There are a few practicalities applying to train travel that you might not have encountered. Take the following into account as you plan your night train trip.
Find out the location of sleeper cars prior to boarding
I learned this one the hard way. We boarded near the back of a long and overbooked train leaving Naples for Milan. People were sleeping in the aisles, luggage and all. We had to lift our own belongings over bodies and baggage en route to the sleeper car, where we were the last to arrive. Ask a conductor which cars are the sleepers, and do your walking on the station platform.
Avoid consecutive nights on the train
Sometimes it can't be helped, but make the effort. Your body will thank you for it.
Step off the train and book a room
In popular cities like Amsterdam or London, budget accommodations fill up quickly -- sometimes before lunch. Take advantage of your "early bird" status. Once done, it's likely you'll still be near the front of the tour lines.
Book sleepers and couchettes at least a few days in advance
It's generally cheaper to do it from the road than through your travel agent at home, but sometimes those few extra dollars buy peace-of-mind.

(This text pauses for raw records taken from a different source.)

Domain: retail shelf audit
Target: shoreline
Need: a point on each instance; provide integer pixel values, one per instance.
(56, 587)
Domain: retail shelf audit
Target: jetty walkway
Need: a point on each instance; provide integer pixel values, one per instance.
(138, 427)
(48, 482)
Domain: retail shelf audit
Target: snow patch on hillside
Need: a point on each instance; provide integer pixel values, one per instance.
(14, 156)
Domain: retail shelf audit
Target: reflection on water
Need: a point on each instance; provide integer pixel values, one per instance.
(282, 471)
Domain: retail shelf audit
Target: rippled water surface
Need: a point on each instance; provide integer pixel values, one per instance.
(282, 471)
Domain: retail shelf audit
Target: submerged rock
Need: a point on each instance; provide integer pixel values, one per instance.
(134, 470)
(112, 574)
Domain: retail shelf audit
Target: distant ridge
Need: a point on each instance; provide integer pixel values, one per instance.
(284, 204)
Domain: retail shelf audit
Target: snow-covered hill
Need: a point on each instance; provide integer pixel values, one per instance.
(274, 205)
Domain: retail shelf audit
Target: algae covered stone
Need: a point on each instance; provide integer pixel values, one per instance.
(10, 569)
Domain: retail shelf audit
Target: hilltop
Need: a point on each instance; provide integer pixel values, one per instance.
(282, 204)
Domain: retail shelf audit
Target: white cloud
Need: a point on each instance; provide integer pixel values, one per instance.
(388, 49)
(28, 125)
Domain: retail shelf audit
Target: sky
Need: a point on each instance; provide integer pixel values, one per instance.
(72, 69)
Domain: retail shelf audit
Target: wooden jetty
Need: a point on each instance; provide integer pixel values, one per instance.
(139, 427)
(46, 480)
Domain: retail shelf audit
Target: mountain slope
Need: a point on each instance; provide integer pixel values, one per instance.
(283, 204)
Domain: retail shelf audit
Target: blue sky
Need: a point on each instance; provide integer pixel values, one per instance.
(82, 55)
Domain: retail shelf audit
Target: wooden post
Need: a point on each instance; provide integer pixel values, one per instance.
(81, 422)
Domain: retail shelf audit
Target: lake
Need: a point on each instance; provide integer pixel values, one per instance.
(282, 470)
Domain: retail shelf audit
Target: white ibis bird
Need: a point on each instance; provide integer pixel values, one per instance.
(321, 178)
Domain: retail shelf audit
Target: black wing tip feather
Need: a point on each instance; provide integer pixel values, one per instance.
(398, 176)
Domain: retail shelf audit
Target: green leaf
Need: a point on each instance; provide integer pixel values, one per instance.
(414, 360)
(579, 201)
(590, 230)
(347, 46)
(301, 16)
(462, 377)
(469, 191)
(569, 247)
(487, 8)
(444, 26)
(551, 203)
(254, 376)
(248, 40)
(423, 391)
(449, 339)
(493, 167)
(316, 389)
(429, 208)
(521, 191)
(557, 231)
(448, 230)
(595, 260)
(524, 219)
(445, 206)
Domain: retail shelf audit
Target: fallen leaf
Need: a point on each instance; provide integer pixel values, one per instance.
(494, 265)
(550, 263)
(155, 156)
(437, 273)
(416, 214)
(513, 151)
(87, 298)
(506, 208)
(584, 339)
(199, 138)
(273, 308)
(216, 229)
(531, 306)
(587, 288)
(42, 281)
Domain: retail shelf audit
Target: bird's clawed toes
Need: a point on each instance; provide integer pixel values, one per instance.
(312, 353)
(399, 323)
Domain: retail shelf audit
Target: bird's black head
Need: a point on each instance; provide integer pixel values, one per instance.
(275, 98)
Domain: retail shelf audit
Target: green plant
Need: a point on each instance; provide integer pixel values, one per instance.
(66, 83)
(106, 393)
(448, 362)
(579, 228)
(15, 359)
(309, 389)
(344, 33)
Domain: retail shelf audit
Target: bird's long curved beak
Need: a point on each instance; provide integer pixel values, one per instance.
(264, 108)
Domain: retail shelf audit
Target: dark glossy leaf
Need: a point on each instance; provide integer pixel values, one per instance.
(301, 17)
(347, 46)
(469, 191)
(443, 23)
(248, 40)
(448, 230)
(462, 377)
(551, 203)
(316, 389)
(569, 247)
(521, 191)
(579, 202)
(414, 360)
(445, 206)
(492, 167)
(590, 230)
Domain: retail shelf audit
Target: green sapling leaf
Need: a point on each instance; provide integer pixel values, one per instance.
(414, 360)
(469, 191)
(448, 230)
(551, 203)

If you want a reserved bunk, it is very risky to wait until the train is about to leave. Free space can be scarce, especially in peak season.
Alert the conductor to your intended stop
This isn't a problem for couchette and sleeper patrons. Some will even be awakened with morning tea and shortbread. But if you plan to sleep in a seat or a standard compartment, tell a conductor or nearby passenger that you'd appreciate a nudge when the train approaches your destination. Better yet, invest in a compact travel alarm.
Don't forget to keep your valuables secure and your attitude in the "flexible" mode. A night train might not make you happy, but it will pamper your budget and give you another set of travel stories to tell when you get home.